Kindstötungen-Interview Böhmer entschuldigt sich bei ostdeutschen Frauen

Sachsen-Anhalts Ministerpräsident Wolfgang Böhmer hat die Wirkung seiner heftig kritisierten Äußerungen zu Kindstötungen in Ostdeutschland öffentlich bedauert. Im Landtag entschuldigte sich der CDU-Politiker deshalb bei den Frauen in den neuen Ländern.

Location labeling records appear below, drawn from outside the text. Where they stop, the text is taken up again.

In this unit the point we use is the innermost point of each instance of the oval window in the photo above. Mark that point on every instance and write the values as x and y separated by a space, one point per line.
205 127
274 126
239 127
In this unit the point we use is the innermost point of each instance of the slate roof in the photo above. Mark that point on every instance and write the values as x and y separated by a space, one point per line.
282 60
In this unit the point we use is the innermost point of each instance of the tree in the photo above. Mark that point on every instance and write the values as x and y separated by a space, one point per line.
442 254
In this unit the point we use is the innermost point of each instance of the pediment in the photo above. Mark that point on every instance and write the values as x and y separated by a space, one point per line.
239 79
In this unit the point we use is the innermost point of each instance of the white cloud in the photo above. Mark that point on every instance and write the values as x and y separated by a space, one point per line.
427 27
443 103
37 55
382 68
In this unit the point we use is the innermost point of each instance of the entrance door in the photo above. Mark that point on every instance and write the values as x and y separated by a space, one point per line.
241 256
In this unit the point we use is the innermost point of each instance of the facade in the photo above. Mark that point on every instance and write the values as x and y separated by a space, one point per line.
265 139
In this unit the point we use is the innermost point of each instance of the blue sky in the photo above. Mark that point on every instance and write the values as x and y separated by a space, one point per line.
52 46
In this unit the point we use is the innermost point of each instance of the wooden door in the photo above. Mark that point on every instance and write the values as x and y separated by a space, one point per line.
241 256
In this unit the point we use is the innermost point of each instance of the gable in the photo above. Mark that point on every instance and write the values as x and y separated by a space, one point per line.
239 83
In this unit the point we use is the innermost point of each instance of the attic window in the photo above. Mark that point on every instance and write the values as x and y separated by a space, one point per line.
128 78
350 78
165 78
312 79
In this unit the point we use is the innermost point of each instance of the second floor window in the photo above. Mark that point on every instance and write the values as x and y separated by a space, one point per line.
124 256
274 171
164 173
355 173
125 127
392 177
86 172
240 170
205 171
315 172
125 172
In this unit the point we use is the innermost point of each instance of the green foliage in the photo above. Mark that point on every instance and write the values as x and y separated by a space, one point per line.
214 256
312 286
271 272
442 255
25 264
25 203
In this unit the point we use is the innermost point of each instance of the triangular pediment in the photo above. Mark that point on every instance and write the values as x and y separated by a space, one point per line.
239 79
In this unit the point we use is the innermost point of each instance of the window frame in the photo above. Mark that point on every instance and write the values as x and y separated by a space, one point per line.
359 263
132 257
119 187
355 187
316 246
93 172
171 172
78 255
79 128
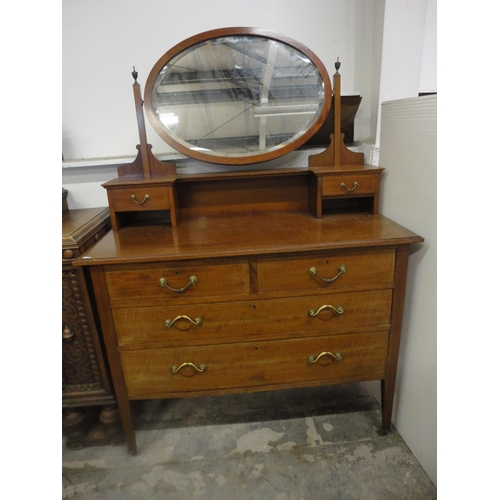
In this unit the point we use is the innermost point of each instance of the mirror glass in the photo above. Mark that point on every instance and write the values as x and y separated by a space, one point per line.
237 96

Magdeburg - Zum von den Linken geforderten Rücktritt kam es nicht. Aber Wolfgang Böhmer (CDU) hat sich im Magdeburger Landtag bei den ostdeutschen Frauen entschuldigt. Er bedauere die Wirkung seiner Aussagen über Kindstötungen. "Ich möchte mich bei denjenigen Frauen und Müttern mit DDR-Biografie entschuldigen, für die das alles nicht zutrifft. Das haben sie nicht verdient", sagte der Ministerpräsident von Sachsen-Anhalt, Wolfgang Böhmer, in einer von der Linken beantragten Aktuellen Debatte.

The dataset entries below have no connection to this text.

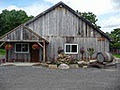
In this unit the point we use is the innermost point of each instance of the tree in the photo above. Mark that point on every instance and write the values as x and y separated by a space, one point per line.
115 36
11 19
90 17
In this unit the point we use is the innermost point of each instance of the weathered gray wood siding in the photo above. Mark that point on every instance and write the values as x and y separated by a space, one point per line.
17 56
60 23
20 34
26 57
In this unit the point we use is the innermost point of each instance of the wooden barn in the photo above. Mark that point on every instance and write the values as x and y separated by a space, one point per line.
58 27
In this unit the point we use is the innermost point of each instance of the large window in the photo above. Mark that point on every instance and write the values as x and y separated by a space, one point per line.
71 49
21 48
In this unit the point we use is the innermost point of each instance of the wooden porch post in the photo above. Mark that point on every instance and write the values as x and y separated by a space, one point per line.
44 54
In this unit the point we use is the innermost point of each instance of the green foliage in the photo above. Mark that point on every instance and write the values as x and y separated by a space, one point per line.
2 51
91 51
117 55
90 17
115 36
11 19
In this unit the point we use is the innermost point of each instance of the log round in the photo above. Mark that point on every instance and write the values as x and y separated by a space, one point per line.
104 57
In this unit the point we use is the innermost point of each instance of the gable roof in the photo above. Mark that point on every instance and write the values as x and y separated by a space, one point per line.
21 33
71 10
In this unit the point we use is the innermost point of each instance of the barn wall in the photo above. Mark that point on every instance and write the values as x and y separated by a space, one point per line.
22 56
17 56
60 23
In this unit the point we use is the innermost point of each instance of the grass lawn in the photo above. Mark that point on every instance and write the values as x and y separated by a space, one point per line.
117 55
2 51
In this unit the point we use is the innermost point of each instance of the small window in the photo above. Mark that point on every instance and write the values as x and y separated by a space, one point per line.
71 48
21 48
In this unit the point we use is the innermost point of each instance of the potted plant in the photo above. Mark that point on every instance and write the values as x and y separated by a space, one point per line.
8 46
82 51
91 52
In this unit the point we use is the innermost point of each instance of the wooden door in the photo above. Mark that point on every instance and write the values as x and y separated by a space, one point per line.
34 55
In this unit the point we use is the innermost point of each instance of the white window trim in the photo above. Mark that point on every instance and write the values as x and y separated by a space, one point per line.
70 48
21 51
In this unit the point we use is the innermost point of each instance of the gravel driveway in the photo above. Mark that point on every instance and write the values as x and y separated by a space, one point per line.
41 78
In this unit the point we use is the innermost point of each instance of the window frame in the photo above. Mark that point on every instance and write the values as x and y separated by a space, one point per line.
21 48
70 48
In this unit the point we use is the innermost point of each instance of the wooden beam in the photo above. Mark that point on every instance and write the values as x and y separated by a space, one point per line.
2 44
40 45
20 41
44 54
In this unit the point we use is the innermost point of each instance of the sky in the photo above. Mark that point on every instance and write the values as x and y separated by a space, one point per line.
107 11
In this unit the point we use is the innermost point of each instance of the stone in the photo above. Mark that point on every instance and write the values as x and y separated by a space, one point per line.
51 66
80 62
85 67
74 66
91 61
63 66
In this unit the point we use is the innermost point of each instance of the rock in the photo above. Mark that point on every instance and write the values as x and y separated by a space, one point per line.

Böhmer: "Falscher Eindruck durch Interview"
AP

Böhmer: "Falscher Eindruck durch Interview"

Böhmer hatte in einem Interview die Zahl von Babymorden in Ostdeutschland mit den staatlich erlaubten Abtreibungen zu DDR-Zeiten in Verbindung gebracht und mit einer "leichtfertigeren Einstellung zu werdendem Leben in den neuen Ländern" erklärt. Die Tötung von Neugeborenen sei offenbar für manche Frauen "ein Mittel der Familienplanung", wurde Böhmer zitiert. Dies hatte bundesweit für Empörung gesorgt.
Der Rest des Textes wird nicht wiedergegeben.